Filosoficamente invece l’essere, la vita, esiste prima dell’esser-ci, e esiste
dopo la morte. È in questo senso che va inteso Erasmo: “L’uomo è più grande
dell’uomo”.
Lo stesso Freud dice giusto per una volta:
“Ogni essere vivente muore necessariamente per cause interne”. Per un credente
però niente cambia: la morte della morte è la fine del progresso – il tempo, la
storia - e di ogni altro significato della vita fuori della vita.
Odio – È senza limiti per essere tribale e rivoluzionario, per il resto se
ne può fare a meno
Progresso – Fu la
prigione, la pena detentiva in isolamento.

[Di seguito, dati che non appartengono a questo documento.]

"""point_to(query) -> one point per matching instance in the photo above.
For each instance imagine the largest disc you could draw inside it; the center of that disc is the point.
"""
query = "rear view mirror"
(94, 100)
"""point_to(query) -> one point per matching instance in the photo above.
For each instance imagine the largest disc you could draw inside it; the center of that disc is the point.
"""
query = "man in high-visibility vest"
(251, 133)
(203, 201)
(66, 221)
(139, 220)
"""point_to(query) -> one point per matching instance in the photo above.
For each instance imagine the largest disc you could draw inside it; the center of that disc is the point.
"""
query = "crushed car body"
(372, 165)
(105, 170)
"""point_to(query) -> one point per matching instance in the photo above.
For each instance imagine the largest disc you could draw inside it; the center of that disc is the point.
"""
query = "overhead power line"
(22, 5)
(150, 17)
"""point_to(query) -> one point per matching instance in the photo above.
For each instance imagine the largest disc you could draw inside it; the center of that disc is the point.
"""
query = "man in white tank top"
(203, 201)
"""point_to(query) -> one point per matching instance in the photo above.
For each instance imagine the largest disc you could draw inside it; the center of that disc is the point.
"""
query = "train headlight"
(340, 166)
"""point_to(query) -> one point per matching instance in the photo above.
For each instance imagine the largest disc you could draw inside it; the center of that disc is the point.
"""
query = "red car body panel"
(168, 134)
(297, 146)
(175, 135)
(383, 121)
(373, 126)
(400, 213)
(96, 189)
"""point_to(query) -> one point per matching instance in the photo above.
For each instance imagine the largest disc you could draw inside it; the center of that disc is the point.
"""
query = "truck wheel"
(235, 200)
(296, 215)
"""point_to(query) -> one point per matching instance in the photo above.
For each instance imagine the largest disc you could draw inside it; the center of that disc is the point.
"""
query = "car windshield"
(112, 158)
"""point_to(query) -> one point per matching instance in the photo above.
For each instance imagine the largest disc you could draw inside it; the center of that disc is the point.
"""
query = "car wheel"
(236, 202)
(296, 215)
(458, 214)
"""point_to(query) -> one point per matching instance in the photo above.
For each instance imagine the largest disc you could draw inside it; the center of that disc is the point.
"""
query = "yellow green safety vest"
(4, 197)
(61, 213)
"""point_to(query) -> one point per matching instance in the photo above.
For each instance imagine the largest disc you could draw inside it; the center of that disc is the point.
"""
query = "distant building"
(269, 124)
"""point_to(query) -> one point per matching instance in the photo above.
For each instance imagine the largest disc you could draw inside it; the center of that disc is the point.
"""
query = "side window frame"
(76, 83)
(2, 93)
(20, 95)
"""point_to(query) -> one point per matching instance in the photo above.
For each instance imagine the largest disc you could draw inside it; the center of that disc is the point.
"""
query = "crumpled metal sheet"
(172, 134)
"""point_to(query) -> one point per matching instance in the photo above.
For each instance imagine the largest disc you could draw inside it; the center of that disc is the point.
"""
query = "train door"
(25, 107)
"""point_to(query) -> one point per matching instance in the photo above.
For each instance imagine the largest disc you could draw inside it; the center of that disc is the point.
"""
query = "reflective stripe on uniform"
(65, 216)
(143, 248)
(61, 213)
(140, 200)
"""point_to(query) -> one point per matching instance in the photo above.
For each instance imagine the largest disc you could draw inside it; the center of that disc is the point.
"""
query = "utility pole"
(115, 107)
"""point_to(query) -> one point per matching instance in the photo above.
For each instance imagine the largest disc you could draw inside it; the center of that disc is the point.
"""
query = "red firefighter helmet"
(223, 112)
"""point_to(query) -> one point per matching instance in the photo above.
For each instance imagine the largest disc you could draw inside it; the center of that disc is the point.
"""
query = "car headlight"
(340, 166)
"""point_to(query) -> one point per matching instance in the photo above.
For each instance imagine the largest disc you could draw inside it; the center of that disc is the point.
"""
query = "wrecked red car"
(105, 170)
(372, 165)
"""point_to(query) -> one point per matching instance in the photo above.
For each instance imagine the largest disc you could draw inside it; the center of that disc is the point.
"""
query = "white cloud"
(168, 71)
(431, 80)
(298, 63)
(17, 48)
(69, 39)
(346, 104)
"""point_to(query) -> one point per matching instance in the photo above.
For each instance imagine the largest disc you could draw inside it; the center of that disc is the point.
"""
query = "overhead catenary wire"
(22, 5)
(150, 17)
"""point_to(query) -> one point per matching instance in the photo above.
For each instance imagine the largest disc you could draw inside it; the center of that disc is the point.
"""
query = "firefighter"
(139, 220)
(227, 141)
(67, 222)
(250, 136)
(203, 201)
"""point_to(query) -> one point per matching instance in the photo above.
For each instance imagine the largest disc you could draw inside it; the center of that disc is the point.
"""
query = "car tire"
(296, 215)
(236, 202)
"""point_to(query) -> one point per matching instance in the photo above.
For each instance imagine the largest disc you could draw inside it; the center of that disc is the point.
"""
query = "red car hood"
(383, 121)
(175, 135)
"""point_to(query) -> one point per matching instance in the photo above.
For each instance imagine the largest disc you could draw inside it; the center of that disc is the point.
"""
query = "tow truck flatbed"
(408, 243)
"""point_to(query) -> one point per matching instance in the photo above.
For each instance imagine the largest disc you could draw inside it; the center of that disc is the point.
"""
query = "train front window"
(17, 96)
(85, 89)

Un riferimento importante, benché
sottovalutato da Foucault, che il progressista Victor Hugo evidenzia in apertura
dell’arringa contro la pena di morte e il carcere, “Claude Gueux”, 1832.
Teatro, nel caso specifico, una prigione ricavata da un’abbazia, quella celebre
dei benedettini di san Bernardo a Chiaravalle, “abbazia di cui si è fatto una
bastiglia, celletta di cui si è fatto un ripostiglio, altare di cui si è fatto
una berlina… Quando parliamo di
progresso, è così che certe persone lo comprendono e lo realizzano.”
Sogno – Quello a occhi
aperti è un disegno di vita – rinnova la vita, ne è ricostituente. Quando
induce tedio o paura sarà la depressione in agguato.
Stupidità – Si definisce
come mancanza d’intelligenza. Ma la forma sua più diffusa e coriacea –
imbattibile – è di chi si ritiene superiore, per condizione e capacità, di
tutto sapendo meglio di tutti. E specie nelle evenienze ingovernabili,
malattia, calamità, crac.
Sviluppo – Monsignor
Galantino lo riporta all’etimologia: è un dispiegamento, il contrario di
viluppo.. Come spiega meglio la parola inglese e francese, col de- più
indicativo della “s” avversativa, contrazione di “dis-”, e con un senso
positivo dell’azione. Ma più delle libertà “reali” evidentemente, economiche.
Delle risorse. Materiali e immateriali – l’istruzione, i diritti di difesa, i
diritti di libertà. Finanziarie – che hanno una grana antica e una sintassi
propria, e un’economia specifica. Politiche. E ora, si ritiene, anche di
opportunità.
Il
segretario dei vescovi italiani lo lega, facendosi forte di Albert Einstein,
allo sviluppo della individualità, o meglio alla moltiplicazione dele
individualità – le “personalità creative” del padre della relatività generale.
Ma è proprio di regimi bonapartisti, e meglio ancora dittatoriali: l’Italia di
Mussolini, la Germania di Hitler, la Russia di Stalin, la Cina odierna. Che lo
sviluppo possono “programmare”, riducendo gli sprechi, e “accentrare”, per
facilitarne la condivisione. Lo sviluppo dall’alto, l’accumulazione per lo sviluppo.